Thursday’s testimony was also marked by the heart-wrenching story of a former acquaintance of Aref’s, Mohammed Aziz, a Kurdish refugee who was among thousands of people severely injured in 1988 when Saddam Hussein ordered his troops to drop mustard gas on a Kurdish city near the Iranian border.

Aziz, who now lives in Nashville and is in line for a lifesaving lung transplant, recounted on the stand how the deadly gas caused him to lose his eyesight as it seared his lungs so badly that he needs an oxygen tank at his side at all times to feed him fresh air through the tubes in his nose.

But Aziz’s testimony was not about his hardships or the fact he’d lost 15 family members that day.
Instead, federal prosecutors put him on the stand to recount how he saw Aref working at the Syrian office of a political group, the Islamic Movement for Kurdistan, in 1998 and 1999. At the time, Aziz, like thousands of other Kurdish refugees, used the office to get help with transportation and medical needs at a time Saddam Hussein’s dictatorship and United Nations sanctions prevented them from moving abroad with ease.

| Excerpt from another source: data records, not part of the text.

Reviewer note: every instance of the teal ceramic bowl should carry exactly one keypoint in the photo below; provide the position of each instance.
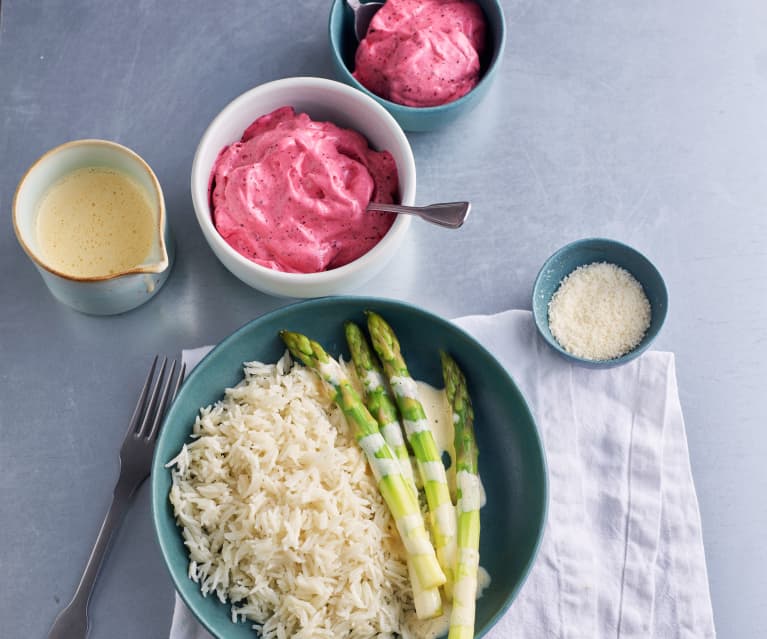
(511, 458)
(587, 251)
(343, 46)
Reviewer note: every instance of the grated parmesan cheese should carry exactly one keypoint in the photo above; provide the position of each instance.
(599, 312)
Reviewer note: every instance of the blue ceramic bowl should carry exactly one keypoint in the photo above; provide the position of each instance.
(587, 251)
(511, 458)
(343, 46)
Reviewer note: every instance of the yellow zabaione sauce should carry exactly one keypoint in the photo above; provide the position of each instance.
(95, 222)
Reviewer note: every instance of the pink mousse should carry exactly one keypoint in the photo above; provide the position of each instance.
(422, 53)
(291, 195)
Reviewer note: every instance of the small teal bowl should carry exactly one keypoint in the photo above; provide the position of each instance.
(343, 46)
(588, 251)
(512, 462)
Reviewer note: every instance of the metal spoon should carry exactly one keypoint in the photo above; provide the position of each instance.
(363, 14)
(449, 214)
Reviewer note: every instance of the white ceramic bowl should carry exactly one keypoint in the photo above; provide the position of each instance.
(325, 100)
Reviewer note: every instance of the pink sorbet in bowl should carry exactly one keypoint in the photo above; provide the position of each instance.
(422, 53)
(291, 194)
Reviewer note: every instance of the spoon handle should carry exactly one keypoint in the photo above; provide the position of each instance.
(449, 214)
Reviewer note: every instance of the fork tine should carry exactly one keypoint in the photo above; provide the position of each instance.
(151, 404)
(164, 400)
(138, 411)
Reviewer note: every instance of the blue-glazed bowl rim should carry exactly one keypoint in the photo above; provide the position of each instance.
(659, 311)
(425, 112)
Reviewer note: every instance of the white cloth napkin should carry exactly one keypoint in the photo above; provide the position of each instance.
(622, 555)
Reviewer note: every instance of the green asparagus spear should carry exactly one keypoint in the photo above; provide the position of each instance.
(377, 397)
(421, 439)
(394, 489)
(467, 480)
(428, 602)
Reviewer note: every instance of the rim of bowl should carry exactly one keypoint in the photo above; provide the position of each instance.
(646, 340)
(201, 175)
(495, 60)
(155, 267)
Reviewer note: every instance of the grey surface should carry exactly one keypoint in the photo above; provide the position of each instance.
(641, 121)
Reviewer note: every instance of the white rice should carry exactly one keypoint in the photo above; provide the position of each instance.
(282, 517)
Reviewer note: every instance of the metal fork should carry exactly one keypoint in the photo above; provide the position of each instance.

Aref’s work there, according to federal authorities, is proof that he lied on a visa application seven years ago about having any connections to political groups. The charge was added to the 27 felony counts that evolved from the sting.

Still, under cross-examination by Aref’s attorney, Terence L. Kindlon, Aziz did not portray the IMK’s three-man office in Damascus as a clearinghouse for terrorist intelligence. (Federal authorities filed a memorandum earlier this year saying a phone number there had been used to gather intelligence for Osama bin Laden.) Instead, Aziz spent much of his time on the stand explaining how the IMK workers there helped refugees, many of whom had no money.

When he first took the stand, Aref jumped to his feet, smiling broadly and waving to Aziz, whose nephew had attended college with Aref in Syria while they both worked at IMK headquarters there.

“Are you in pain,” Kindlon asked Aziz. “Always,” he answered. “I’m not the only one. There are hundreds like me.”

The trial is scheduled to resume today at the U.S. District Courthouse.